Social Media Aren’t Changing How We Think about Litigation, But They Should

by Len Niehoff

Dec 02, 2009

The past year has brought an avalanche of stories about the impact social media has had on litigation.

One Florida lawyer was reprimanded by a state bar association for making statements critical of a judge on his blog.  The phrase “Evil, Unfair Witch” apparently left the judge unamused.

Another attorney was held in contempt after asking a judge to delay a trial so he could attend an out-of-town funeral.  The judge visited the lawyer’s Facebook page and discovered he was in town and not at a funeral.  This must have made for a very bad day at the office.

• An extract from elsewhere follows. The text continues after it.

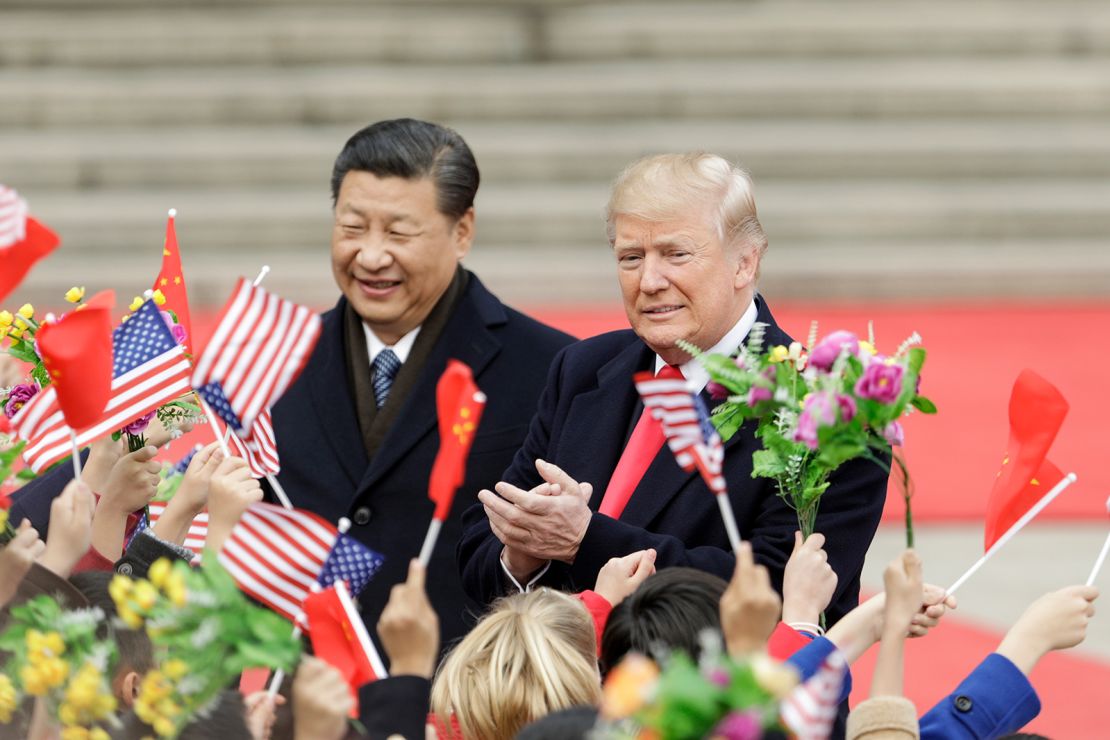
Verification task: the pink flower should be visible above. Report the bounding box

But lawyers are not alone; judges have indulged their social media whims, too.  A North Carolina jurist got himself into trouble by “friending” a lawyer who was handling a matter in front of him and then exchanging comments with that attorney about the evidence in the case.  Their enthusiasm for Facebook apparently led the judge and the lawyer to forget about the rule that prohibits such ex parte communications.

Jurors have gotten into the act as well.  In a number of instances, they have been caught blogging about the cases they’ve been selected to decide—the judge’s warnings against such conduct notwithstanding.  As the New York Times article cited above observes, in at least one case the discovery of this activity resulted in the reversal of a criminal conviction.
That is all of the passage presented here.